Le chercheur constate d’abord que la «matière ambiante» est «tellement présente dans le quotidien» qu’on «en fait rarement état» et qu’elle reste «souvent oubliée des recherches anthropologiques sur les cultures matérielles» (sections 1-2). Or, si chaque individu est «conduit à intégrer en permanence des objets et leurs dynamiques dans sa synthèse corporelle, cette incorporation prend également en compte –voire suppose un apprentissage préalable de– la matière ambiante dans laquelle elle s’opère et ses propriétés physico-chimiques, elles-mêmes changeantes: route sèche ou mouillée pour l’automobiliste, neige fraîche ou glacée pour le skieur, terre battue plus ou moins compacte pour la joueuse de tennis, mer plus ou moins formée pour le navigateur… sable déposé ou en suspension pour le Saharien» (section 4).
Contrairement à «d’autres régions du Sahara, souvent caillouteuses ou rocheuses», la partie mauritanienne «présente la spécificité d’être essentiellement sableuse»: «matière omniprésente, tantôt pulvérulente et volatile, tantôt solide, tantôt souple voire liquide, qu’André Leroi-Gourhan avait classée en son temps parmi les “solides plastiques de faible cohésion”» (section 1). «Cette omniprésence du sable donne lieu à des objets et à des savoir-faire spécifiques» (section 6).
La tente et les nattes
«Outre la double nécessité de proximité relative d’un point d’eau et de présence de végétation et de pâturages pour les animaux, la qualité du paysage et la nature du sol sont déterminantes dans le choix d’un site d’installation (dâr) et dans l’abandon d’un camp devenu insalubre.
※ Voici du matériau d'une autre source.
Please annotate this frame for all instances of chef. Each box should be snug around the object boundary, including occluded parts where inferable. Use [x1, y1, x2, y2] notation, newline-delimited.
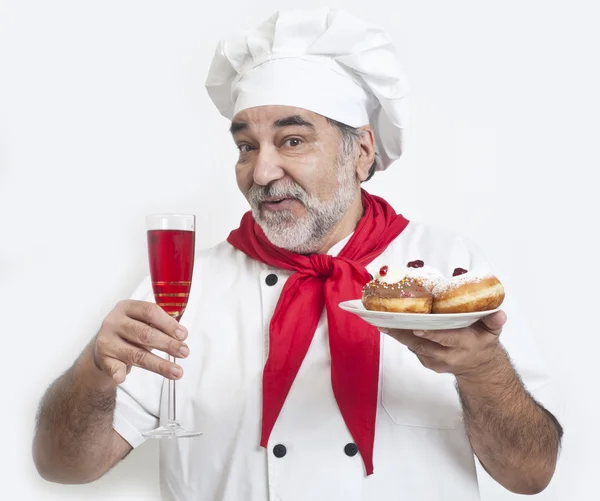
[34, 9, 562, 501]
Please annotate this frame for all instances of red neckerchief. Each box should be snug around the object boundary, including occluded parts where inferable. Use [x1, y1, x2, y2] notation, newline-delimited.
[227, 190, 408, 475]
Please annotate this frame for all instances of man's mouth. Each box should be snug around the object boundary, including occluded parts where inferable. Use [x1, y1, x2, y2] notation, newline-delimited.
[260, 197, 300, 211]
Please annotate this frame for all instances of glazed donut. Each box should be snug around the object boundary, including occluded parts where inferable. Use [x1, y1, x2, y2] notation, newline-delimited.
[362, 266, 433, 313]
[403, 259, 444, 291]
[432, 268, 504, 313]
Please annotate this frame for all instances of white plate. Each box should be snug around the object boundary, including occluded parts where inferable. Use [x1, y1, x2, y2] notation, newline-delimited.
[339, 299, 500, 331]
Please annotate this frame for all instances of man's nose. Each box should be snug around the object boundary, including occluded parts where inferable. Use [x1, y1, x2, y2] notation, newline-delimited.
[252, 147, 285, 186]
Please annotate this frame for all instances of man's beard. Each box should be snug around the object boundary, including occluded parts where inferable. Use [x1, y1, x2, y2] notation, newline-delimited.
[248, 163, 359, 254]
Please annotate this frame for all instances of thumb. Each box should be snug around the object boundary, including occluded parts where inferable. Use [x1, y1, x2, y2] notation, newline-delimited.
[481, 310, 508, 336]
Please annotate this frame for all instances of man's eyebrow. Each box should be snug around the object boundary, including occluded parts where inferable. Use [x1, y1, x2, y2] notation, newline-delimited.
[229, 122, 248, 136]
[273, 115, 315, 129]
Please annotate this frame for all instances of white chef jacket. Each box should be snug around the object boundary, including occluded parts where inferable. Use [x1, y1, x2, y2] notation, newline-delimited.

On va autant que possible rechercher un terrain de “terre blanche” (trâb ǝl-bey∂a) autrement dit de sable, synonyme de pureté et de propreté, par opposition à la “noire” (trâb ǝl-kaḥla), expression renvoyant à un sable plus terreux que l’on retrouve près des dépressions ou dans les zones de transition avec le milieu sahélien. Le premier est qualifié de “propre” (maṣgûla) et associé à l’idée de confort (temânûkǝt), tandis que le second est considéré comme désagréable, salissant et peu indiqué pour la vie sous la tente. Les pasteurs maures qui vivent dans la partie sahélienne de la Mauritanie utilisent d’ailleurs systématiquement des estrades pour s’installer sous la tente, à l’abri de la terre, mais aussi des insectes et autres reptiles qui sont légion en particulier au moment de la saison des pluies (juin-septembre)» (section 7).
Ici, au contraire, «on vit assis ou allongé à même la natte et on ressent parfaitement la moindre irrégularité du sol». «Ce sont bien les propriétés physico-chimiques de la « terre blanche » qui sont recherchées par les nomades: un sable qui est sec, souple et qui épouse les corps qui viennent s’y installer, un sable qui ne tache pas la peau ni le vêtement, bref qui ne salit pas, un sable qui absorbe facilement les liquides, qui se remplace ou se dame aisément, qui n’est ni trop pulvérulent ni trop compact. Le sable présente également l’avantage de rendre immédiatement visible tout corps étranger, liquide ou solide, toute impureté, et donc de se « nettoyer » aisément. L’endroit choisi pour déployer la natte de sol (ḥṣeyra) et au-dessus duquel on va ériger la tente, doit être au maximum débarrassé de tous les éléments considérés comme potentiellement nocifs au confort: brindilles, cailloux, touffes d’herbe sèche ou de cram-cram, protubérances sableuses» (section 8).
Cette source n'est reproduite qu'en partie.